Sabtu, 30 Agustus 2014

IPPHTI: "Selamatkan Bibit Lokal Sumba..!”

Bukan hal yang mustahil bibit-bibit lokal yang ada di Sumba suatu saat akan musnah dan tidak dikenal lagi oleh generasi kita.padahal keberadaan bibit tersebut sudah sangat adaptif dengan kondisi iklim di sekitar alam Sumba.
.
Sebagai contoh ,seperti bibit jagung lokal Lamuru,pulut dan jemis lainnya sekarang sudah mulai sulit dicari keberadaannya sebab petani selalu dicekoki dengan bibit hibrida dengan alasan hasilnya bagus ,namun tanpa dibekali cara pemeliharaannya . inilah yang harus kita sadari sejak dini.
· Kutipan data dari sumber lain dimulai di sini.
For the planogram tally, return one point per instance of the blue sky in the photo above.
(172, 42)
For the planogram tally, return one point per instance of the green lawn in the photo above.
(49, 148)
Jika tidak pangan dan nasib petani kita akan selalu ketergantungan pada pihak luar.

“Jika kita tanam bibit lokal bisa disimpan beberapa tahun,berbeda dengan jagung jenis baru disimpan bubuk.ujung-ujungnya cari bibit yang pernah nenek moyang kita tanam sudah hilang ,susah dicari.” Begitu kata bapak Bara Kilimandu petani dari Makamenggit.

Sebetulnya di Pulau Sumba sangat kaya dengan jenis-jenis bibit lokal yang sudah adaptasi dengan iklimnya.seperti terong,Lombok,jagung, dan tomat.namun terkadang kita selalu tidak menyadarinya ada diambang kepunahan.

Ironis memang jika yang namnya negara "agraris " petaninya tidak merdeka dal;am hal kebutuhan bibit,tanah-tanah kita subur.Iklim kita mendukung,namun selalu merasa tidak berdaya.

Kiranya lewat tulisan ini tak perlu saling menyalahkan sebab kebenaran itu hanya satu. Marilah kita untuk bijak menyelamatkan kekayaan yang ada di Pulau Sumba
Apakah solusi yang harus dilakukan...?


Rahmat Adinata,Waingapu 31/8/14














Jumat, 29 Agustus 2014

IPPHTI :“Jangan Katakan…..!”



 
Jangan katakan Tau Humba pemalas ,tetapi mereka lebih karena belum tahu caranya. Mungkin kata-kata atau stigma –stigma negative yang selalu melingkupi pikiran kita sebaiknya dibuang jauh-jauh.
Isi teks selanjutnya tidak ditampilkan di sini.